So haben Eschenbachs Worte zur lebensrettenden Bedeutung von Musik anlässlich dieses Konzerts einen sehr persönlichen Bezug.

Valentin Silvestrovs „Prayer for Ukraine“ leitet das Konzert ein. Silvestro ist Ukrainer und man sollte ihn kennen als „einen ganz Grossen“. Ich kannte ihn nicht. Wahrscheinlich kennt man viele grossartige Künstler nicht als berühmte Vertreter der Ukraine. Das ändert sich gerade. An den Friedenspreisträger Lew Kopelew erinnert man sich zunächst als russischen Dissidenten und selbst Michail Bulgakow wird von Wikipedia auch jetzt noch als russischer Schriftsteller beschrieben. Beide wurden in Kiew geboren.
Nach dem Gebet von Silvestrow zwei Werke Dmitrij Schostakowitschs:

Zunächst das eher heitere erste Cellokonzert in Es-Dur mit dem jungen Cellisten Bruno Philippe, der hier auch eine fulminante Cadenza als quasi autonomen Satz hinlegt. Vielleicht hat Eschenbach es als Entspannung angelegt, weil die ohne Pause darauffolgende Achte so schwermütig mit dem ersten Satz – fast so lang wie das Cello-Konzert – die Trauer und das Grauen des Kriegsgeschehens auf das Gemüt einwirkt. Der wenige Minuten von der jungen Frau so hingebungsvoll gespielte Soloeinschub mit der Bariton-Oboe hat mich besonders, auch visuell bewegt.

Diese Augenblicke habe ich als Clip hier eingefügt. Die beiden folgenden Sätze mit jeweils 6 Minuten vermitteln – ganz gegensätzlich zum ersten – mit Kesselpauken und Blechblasinstrumenten(*) die zerstörerische Wucht des Kriegsgeschehens.

Kommentar dazu im Begleitheft : „Dieser (2.) Satz erlaubt dem Zuhörer keine Erholung von der Gefühlsintensität des ersten …“ mit ein paar gezielt verfremdenden Akkorden (Pikkoloflöte, Tuba). Im Begleittext wird von zwei aufeinanderfolgenden Scherzi geschrieben (da ist absolut nichts Scherzhaftes … es ist eben ein musikologischer Begriff).

Obwohl die Achte in c-Moll gesetzt ist, kommen mir die letzten Minuten im Schlusssatz vor wie tröstliches C-Dur … ich kann mir vorstellen, daß das von DSCH so gewollt ist: Trost und Perspektive.

Der Dirigent verweilt einige Sekunden bevor er den Stab absenkt und nach einer nachwirtkenden Stille für den entspannenden Applaus freigibt.

(*) die Vielfalt der Instrumente in Schostakowitsch-Orchestern hat mich von Anfang an begeistert.
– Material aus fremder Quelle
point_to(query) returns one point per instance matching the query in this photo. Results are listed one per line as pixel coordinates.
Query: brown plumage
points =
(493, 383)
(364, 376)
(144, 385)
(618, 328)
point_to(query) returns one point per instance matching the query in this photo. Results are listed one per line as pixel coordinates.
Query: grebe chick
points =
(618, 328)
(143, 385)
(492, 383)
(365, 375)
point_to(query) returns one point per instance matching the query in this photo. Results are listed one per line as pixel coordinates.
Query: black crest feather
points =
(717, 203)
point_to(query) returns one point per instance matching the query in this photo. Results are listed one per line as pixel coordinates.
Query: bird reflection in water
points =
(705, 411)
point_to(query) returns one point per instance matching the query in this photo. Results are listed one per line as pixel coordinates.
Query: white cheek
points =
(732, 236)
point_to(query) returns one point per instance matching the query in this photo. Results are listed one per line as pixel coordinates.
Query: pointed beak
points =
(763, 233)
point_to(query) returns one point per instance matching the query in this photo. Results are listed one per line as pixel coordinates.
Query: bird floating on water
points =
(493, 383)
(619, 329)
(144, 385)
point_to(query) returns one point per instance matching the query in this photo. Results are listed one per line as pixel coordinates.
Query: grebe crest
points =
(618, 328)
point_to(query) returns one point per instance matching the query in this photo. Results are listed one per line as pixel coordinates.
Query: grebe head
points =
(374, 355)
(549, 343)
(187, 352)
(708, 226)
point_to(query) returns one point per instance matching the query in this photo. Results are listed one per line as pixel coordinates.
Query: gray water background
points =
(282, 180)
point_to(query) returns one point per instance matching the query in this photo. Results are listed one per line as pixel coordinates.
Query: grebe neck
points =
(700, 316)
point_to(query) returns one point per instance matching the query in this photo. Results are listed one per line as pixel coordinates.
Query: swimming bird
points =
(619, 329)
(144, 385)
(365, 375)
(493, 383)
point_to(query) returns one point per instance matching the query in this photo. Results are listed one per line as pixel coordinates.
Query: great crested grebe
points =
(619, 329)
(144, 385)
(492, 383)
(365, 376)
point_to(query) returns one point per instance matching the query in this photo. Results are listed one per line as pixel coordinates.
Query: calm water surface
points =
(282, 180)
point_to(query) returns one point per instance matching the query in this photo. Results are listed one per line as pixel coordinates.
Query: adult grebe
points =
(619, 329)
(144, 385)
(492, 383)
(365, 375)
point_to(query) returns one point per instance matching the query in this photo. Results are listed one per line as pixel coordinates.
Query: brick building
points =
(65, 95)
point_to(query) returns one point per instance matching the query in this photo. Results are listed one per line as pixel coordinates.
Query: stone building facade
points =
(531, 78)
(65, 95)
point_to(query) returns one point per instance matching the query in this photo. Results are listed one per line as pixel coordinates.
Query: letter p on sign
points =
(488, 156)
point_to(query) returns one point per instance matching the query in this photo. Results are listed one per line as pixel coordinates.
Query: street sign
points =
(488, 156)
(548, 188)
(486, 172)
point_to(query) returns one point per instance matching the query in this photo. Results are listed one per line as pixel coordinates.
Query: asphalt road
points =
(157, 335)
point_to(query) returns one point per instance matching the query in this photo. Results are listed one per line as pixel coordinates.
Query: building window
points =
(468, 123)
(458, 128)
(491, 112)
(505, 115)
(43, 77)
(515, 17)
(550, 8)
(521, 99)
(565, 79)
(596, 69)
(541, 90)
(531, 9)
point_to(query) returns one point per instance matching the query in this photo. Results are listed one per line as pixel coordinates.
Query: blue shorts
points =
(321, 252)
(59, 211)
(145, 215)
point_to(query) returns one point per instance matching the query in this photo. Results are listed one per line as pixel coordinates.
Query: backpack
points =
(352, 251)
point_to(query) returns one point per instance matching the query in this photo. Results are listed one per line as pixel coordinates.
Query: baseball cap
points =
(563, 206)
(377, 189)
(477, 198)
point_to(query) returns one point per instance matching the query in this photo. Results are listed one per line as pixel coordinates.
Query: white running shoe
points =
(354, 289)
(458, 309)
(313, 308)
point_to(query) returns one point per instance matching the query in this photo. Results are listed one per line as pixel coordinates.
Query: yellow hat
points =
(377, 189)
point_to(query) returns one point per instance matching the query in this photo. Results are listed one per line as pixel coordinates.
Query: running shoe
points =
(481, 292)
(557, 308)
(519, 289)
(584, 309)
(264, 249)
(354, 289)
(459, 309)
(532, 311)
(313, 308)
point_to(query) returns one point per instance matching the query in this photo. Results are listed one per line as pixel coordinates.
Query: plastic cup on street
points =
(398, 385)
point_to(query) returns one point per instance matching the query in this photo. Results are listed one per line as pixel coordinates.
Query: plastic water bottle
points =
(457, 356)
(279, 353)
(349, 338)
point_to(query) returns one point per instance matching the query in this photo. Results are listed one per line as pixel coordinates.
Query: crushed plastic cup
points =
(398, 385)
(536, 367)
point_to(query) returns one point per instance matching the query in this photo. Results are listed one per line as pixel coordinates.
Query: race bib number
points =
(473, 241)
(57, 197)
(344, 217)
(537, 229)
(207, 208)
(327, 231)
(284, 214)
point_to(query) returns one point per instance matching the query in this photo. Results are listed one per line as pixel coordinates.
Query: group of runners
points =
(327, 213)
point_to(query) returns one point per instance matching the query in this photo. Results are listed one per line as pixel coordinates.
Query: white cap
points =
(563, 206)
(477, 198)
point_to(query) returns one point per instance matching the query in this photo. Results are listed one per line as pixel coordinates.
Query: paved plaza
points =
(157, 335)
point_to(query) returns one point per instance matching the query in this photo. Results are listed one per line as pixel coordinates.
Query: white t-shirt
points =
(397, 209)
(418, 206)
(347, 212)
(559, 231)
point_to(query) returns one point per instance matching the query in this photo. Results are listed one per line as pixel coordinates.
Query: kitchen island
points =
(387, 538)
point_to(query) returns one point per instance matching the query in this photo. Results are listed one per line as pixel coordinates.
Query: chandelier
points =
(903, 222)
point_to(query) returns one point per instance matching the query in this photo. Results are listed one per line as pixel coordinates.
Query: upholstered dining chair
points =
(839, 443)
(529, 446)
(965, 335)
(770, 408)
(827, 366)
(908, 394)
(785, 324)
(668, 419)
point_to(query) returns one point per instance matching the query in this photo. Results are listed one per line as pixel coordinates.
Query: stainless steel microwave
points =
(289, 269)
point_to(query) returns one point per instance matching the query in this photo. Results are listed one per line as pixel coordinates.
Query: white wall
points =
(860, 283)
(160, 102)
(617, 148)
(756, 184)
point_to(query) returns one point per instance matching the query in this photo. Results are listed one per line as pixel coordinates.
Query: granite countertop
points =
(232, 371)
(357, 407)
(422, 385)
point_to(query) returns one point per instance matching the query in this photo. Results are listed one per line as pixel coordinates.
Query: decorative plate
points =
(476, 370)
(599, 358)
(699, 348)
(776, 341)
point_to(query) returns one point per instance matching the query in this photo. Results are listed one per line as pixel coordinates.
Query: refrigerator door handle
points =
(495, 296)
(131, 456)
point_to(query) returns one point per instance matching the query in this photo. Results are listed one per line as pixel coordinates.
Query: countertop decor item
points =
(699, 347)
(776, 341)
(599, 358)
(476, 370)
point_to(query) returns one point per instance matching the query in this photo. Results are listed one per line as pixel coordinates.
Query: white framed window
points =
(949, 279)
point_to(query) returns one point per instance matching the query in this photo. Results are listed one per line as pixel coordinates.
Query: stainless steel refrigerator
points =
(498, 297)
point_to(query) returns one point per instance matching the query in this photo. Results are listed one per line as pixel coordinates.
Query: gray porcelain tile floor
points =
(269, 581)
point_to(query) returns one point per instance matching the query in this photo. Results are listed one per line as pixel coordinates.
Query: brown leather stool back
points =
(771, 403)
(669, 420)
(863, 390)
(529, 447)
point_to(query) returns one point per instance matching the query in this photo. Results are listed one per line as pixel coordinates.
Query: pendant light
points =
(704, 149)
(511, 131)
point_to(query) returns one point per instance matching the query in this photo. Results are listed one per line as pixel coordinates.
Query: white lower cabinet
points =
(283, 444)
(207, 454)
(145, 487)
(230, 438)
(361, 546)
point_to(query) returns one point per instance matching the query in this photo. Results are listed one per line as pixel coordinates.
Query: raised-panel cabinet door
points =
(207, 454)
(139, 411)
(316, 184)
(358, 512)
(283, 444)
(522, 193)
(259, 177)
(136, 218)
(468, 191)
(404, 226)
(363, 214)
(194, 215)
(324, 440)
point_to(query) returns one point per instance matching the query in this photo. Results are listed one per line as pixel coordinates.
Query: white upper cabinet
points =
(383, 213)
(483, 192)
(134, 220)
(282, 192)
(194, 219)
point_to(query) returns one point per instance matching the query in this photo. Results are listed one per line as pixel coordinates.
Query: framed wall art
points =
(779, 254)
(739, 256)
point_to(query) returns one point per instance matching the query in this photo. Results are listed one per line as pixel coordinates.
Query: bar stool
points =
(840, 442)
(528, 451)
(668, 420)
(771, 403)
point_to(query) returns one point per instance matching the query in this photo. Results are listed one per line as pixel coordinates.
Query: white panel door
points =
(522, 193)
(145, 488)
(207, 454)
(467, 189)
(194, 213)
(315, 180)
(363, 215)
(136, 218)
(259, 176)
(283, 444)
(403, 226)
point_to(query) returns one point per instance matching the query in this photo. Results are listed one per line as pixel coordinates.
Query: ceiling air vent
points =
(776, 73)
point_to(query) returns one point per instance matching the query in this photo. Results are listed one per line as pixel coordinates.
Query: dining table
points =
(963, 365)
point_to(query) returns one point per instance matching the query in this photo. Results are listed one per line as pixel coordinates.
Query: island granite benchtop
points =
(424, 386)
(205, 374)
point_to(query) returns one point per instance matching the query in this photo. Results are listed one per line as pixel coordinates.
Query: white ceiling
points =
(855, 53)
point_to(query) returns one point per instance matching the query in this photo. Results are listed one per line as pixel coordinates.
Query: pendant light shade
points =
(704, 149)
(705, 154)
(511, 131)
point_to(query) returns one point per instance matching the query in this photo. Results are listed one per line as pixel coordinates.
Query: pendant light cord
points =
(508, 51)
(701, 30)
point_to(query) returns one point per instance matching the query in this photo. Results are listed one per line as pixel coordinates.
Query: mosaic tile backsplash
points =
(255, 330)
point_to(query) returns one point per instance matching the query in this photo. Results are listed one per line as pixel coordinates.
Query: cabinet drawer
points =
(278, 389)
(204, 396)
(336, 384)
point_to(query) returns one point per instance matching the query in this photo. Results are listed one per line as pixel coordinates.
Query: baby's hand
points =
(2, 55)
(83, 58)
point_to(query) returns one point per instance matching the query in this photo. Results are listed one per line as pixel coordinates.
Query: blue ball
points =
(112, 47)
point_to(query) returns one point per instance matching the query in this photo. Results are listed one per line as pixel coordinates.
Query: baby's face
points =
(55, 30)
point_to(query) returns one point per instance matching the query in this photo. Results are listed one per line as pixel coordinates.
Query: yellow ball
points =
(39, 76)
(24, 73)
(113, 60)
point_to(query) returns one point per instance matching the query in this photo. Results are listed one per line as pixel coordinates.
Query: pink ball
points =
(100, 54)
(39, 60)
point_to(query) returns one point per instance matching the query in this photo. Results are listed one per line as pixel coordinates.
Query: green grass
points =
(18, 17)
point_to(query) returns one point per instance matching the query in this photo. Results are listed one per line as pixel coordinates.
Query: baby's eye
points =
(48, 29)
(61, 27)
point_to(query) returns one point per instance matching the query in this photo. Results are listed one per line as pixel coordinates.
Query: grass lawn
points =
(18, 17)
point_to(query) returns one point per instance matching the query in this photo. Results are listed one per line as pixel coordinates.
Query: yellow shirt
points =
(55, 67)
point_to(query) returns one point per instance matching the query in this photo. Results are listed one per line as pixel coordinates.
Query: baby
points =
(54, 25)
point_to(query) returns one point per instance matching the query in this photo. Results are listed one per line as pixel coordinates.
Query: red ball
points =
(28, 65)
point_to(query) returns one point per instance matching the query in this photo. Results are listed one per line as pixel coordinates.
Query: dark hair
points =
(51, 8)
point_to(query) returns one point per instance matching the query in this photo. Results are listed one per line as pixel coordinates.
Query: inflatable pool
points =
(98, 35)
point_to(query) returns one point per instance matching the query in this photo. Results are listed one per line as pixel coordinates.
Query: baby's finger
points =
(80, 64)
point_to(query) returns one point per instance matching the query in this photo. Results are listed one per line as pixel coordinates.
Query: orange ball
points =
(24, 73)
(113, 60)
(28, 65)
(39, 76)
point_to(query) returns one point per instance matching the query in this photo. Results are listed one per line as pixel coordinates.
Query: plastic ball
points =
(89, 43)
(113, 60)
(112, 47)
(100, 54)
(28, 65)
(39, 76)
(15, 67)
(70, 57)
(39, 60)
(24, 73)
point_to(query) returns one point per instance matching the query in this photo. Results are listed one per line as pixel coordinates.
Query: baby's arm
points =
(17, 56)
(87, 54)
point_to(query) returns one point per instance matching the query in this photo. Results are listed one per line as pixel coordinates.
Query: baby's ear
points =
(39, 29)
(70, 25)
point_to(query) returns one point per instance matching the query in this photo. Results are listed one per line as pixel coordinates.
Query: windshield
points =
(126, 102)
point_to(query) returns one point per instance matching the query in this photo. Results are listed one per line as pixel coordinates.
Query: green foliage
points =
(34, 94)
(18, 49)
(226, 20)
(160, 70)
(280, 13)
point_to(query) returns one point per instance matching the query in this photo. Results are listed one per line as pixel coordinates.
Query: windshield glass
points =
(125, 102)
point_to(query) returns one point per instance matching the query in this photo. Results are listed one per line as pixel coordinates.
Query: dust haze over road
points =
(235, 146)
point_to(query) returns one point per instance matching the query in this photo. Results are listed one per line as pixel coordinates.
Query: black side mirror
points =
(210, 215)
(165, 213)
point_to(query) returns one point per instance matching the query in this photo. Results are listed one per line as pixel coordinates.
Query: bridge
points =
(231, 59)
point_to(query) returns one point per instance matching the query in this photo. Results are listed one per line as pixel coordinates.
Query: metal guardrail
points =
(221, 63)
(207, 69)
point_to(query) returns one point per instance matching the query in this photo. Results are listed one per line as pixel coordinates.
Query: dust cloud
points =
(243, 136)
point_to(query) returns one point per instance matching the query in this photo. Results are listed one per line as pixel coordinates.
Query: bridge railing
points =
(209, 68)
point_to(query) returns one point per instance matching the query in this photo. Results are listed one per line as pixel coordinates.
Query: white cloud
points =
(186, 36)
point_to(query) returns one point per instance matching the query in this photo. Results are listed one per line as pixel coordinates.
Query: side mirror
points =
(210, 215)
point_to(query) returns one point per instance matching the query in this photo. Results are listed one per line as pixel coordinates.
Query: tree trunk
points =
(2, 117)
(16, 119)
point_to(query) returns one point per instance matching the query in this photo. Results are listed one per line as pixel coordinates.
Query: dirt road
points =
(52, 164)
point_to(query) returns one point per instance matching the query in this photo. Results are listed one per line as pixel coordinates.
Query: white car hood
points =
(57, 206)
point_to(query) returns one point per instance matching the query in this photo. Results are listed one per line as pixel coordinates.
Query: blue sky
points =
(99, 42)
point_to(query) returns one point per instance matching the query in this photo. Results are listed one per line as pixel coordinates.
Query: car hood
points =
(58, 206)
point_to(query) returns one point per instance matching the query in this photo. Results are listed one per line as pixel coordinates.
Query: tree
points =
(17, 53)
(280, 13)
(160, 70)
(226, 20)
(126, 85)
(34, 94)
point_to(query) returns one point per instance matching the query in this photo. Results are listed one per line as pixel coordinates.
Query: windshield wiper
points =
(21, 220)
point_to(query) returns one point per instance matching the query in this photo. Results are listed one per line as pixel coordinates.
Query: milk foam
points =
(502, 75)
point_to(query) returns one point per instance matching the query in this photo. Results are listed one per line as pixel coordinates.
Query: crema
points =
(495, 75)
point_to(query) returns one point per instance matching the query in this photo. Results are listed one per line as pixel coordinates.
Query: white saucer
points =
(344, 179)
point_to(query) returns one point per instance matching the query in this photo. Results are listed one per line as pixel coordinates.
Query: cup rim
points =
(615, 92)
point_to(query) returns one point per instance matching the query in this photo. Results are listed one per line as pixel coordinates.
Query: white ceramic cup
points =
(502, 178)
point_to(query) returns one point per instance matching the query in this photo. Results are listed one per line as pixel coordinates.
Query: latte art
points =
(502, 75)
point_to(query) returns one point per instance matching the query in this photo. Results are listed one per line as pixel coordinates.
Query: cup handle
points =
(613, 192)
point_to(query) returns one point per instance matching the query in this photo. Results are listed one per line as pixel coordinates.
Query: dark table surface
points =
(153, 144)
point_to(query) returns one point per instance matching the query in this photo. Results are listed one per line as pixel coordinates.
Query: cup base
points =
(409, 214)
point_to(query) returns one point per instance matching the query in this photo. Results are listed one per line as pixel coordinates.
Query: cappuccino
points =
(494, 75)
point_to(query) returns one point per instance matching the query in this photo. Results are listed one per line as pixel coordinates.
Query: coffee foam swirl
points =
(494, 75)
Gegen Schluß des 5., des Schlusssatzes spielt sogar eine Bassklarinette auf …

Schostakowitsch legt mit seiner Musik fast lebenslang Zeugnis für die Schrecknisse des Kriegs und auch der Diktatur ab. Unter beidem hat Schostakowitsch schwer und sein ganzes Leben (1906-1975) lang gelitten (Julian Barnes bearbeitet in seinem Roman „The Noise of Time“ the relationship between art and power, or, more specifically, between individual creativity and a controlling state am Beispiel dieses berühmtesten Komponisten Rußlands).

Mit der Wahl der Musik Schostakowitschs macht Eschenbach auch auf diese Dramatik der Kultur Russlands und in Russland aufmerksam und ermahnt uns – bewußt oder nicht – daß Putin, die Siloviki und die Soldateska und Russland nicht dasselbe sind.